I didn’t build a mailing list for the longest time, when I started out writing books. I would have mailing list signup forms at events and lots of people would sign up, but I would inevitably lose them or not incorporate those names into my online database. As a result, I lost the opportunity to stay in touch with many readers who told me they wanted to hear what I had to say. I am more conscious of my mailing list now and take care of it, but I offer my experience in this area as a cautionary tale. Take care of your mailing list from the start.
Pulling it all together
A good book marketing plan incorporates a mix of ways to reach your audience. Sign up for one or two social networks. Participate regularly, sharing valuable information relevant to your target reader. Send out press releases that showcase your expertise and tie you and your book to a current event or topic of interest. Blog to build an online reputation and create a body of work that creates trust in the reader. Speak at events or places where your target reader will be. You can speak at local events to develop a presence right in your own backyard, appear in local and regional media to raise your visibility in your geographic area, and focus on social media and your blog to build a national or international presence. As you gain confidence and grow, you can expand your speaking to higher-profile events or approach larger media outlets.
I’ve successfully marketed my books and I’ve helped clients to do it also. In fact, I’ve built a whole business on my books. I’ve earned bestseller status when I’ve marketed my books properly. And I’ve seen my book sales slow to a trickle when I’ve gotten distracted and not marketed them. That’s because book marketing is not a set it and forget it proposition. Nor is it something you can do one time and then no more. The great thing about the marketing ideas I’ve shared here is that they allow you to use them in an ongoing way, so you can build your book’s presence and grow and grow.
I’ve seen clients whose books have helped them meet their business objectives — the books have helped them spread their messages, build their brands, and position themselves as experts. Those books became investments that produced results.

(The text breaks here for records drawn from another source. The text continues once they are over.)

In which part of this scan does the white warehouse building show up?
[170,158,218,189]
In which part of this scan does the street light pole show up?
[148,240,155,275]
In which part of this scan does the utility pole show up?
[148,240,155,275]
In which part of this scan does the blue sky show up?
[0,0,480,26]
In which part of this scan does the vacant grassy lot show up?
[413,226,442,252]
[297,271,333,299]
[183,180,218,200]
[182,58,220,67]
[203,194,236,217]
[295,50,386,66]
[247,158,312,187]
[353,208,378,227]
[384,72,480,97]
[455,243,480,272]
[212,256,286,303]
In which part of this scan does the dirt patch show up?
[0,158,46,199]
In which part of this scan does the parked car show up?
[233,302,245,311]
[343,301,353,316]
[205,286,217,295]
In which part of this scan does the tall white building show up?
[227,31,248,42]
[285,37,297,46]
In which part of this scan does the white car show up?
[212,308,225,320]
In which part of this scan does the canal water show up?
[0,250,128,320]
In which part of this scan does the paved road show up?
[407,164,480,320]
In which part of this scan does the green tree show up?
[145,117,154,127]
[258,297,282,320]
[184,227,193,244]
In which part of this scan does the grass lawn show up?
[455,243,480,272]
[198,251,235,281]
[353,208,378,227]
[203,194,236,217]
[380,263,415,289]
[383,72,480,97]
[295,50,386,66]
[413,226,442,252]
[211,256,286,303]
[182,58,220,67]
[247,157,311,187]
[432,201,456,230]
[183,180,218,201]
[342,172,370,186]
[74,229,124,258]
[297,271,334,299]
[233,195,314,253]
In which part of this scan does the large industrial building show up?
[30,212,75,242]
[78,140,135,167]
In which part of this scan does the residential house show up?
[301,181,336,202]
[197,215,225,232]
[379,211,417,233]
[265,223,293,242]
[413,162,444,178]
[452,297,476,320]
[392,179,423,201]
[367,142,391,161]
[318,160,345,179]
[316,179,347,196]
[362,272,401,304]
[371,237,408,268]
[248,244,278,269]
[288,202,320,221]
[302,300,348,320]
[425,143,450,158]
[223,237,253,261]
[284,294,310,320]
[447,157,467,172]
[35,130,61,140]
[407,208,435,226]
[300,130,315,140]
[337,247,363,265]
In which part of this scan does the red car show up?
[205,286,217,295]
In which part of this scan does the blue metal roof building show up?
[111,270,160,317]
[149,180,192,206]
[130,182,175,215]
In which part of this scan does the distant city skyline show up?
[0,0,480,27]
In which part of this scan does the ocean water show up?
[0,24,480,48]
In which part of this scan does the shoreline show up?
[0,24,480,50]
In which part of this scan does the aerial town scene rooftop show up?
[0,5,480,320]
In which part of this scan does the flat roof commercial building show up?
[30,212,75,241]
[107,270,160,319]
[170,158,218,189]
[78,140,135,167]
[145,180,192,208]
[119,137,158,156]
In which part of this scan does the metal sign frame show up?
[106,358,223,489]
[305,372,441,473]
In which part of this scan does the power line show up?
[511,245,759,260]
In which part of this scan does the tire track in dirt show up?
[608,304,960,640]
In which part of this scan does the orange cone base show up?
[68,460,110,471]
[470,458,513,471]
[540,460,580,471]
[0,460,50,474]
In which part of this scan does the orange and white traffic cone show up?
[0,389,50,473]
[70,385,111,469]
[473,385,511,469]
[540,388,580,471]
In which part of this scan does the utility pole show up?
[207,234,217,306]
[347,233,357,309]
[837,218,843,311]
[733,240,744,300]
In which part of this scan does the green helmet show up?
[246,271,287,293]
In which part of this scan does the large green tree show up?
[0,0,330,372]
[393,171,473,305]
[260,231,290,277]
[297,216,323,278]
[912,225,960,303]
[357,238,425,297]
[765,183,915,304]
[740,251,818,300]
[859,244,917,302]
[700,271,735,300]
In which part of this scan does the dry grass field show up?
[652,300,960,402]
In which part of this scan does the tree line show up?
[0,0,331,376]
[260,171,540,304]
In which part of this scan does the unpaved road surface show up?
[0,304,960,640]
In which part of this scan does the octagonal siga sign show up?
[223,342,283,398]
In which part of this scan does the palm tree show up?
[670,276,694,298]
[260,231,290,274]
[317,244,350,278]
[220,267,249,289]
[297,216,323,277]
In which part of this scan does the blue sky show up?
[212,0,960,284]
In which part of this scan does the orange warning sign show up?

Whether you’ve written a great book or hired a ghostwriter to do it for you, promoting that book becomes the main priority if you want to give it life. You can promote it yourself or hire someone to do it. The point is that you have to do it. Don’t think your book is so great that people will just stumble upon it. Be as deliberate and purposeful in the marketing as you were in the writing.
A book can sell as long as you are willing to sell it. Ideally, you’ll start marketing your book three to six months before it is released. But if your book is already out and you’ve not done much marketing, then that’s OK. Just get into gear now. You can sell your book for years, just by marketing it. Your book can do what most others do not: Sell! You can sell your book into profitability or even a new revenue stream for your business.